New uses for GPS technology are being developed just about every day. An impressive, and potentially crisis-averting capability of these satellites was recently discovered by researchers at Ohio State University. They discovered that GPS technology can detect secret nuclear weapon testing. The research began by attempting to identify and eliminate noise detected by the GPS satellites, when they stumbled upon the fact this noise could be caused by nuclear weapons exploding underground in countries like North Korea.
Similar to other seismic activity, such as earthquakes, underground nuclear explosions cause a pulse of energy through the earth’s crust and into the atmosphere. This pulse of energy causes a temporary disturbance in the ionosphere. These disturbances result in noise which disrupts GPS tracking signals. “That noise became our signal,” explained Dorota Grejner-Brzezinska, Ohio State University’s professor of Geodetic and Geoinformation Engineering.
The ionospheric disturbance can be detected by GPS receivers on the ground, as well as the satellites orbiting earth. With the help of various points of detection, the GPS technology can be used to trace the pulse of energy back to its source. “It’s very similar to seismological detection of an epicenter (of an earthquake),” Jihye Park explained, post doctoral researcher at Ohio State University. In this way, researchers can determine where nuclear testing is being conducted.
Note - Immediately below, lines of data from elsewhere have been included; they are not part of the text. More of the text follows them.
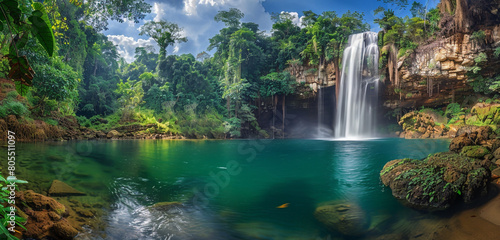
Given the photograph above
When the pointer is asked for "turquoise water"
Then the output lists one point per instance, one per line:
(252, 178)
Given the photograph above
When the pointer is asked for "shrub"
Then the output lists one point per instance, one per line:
(52, 122)
(12, 95)
(11, 107)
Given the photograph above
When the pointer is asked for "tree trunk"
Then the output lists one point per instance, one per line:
(228, 106)
(283, 108)
(274, 112)
(462, 16)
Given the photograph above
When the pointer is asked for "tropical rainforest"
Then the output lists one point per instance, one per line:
(67, 67)
(62, 78)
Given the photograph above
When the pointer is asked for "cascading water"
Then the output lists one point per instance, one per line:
(358, 91)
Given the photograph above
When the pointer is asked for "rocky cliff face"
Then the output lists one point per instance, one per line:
(435, 74)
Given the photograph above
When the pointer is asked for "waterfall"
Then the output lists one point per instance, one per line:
(358, 91)
(320, 111)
In order to make sure there methods could actually detect nuclear testing, the researchers applied the technique to archived data, which revealed U.S. nuclear testing in Nevada from the 1990s. The data used was taken from radio signals. Despite the limitations of radio technology, there was enough signal disturbance to confirm the researcher’s theories regarding what they were seeing in the GPS signals. Although this information is helpful, using GPS signal interruption is not yet an accepted method of monitoring secret nuclear tests.